Authorities say Frederick Coleman Jr. was a 16-year-old junior gang member when on Nov. 28, 2011 he and veteran gang member Dionte Houff, 33, and Houston Nathaniel III, 24, opened fire on a large group of adults and children as part of a decades-old feud between rival gangs out of two Oakland housing projects.
Hiram Lawrence Jr., 23 months old, died from a gunshot wound to the head that he suffered while he was in his father's arms, huddled behind a taco truck. His father and five other people were wounded in the shooting and subsequent gunbattle.
Coleman was charged as an adult in state court and pleaded guilty in January to first-degree murder. Houff and Nathaniel are pending trial in federal court for Hiram's death, racketeering and numerous other felony charges.
The people fired upon were gathered for the filming of a rap video that disrespected the housing project claimed by the defendants' gang, according to testimony at a preliminary hearing last year.
Defense attorney Richard Foxall said it is unclear who fired the fatal shot.

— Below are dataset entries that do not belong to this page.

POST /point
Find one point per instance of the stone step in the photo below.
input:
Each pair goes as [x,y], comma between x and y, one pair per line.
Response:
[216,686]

He characterized his client as a child who participated in the shooting under duress by elder gang members but wanted to take responsibility for his actions to spare Hiram's family the pain of a trial.
Coleman personally apologized to Hiram's family in court Thursday.
Annette Jointer, the slain baby's great-aunt, took offense when Foxall suggested in court that the child's family might be feeling vengeful over the attack. She said she submitted to the court a victim impact statement expressing her family's pain over Hiram's death, but she was forbidden from reading at the sentencing by Judge Paul Delucchi.
"I don't feel vengeance. I feel sorry for the defendant and his family," Jointer said. "A child was murdered, and I don't think we should make excuses."
Jointer said Hiram's parents are still really hurting over the boy's death and didn't want to come to court Thursday since they knew their presence would have no impact on Coleman's sentence.
"They can't move with their lives because when everything happens it opens up old wounds," she said.
Jointer said that federal prosecutors have yet to tell her family whether they are going to seek the death penalty against Houff and Nathaniel. The U.S. Attorney's Office did not respond for a request for comment Thursday.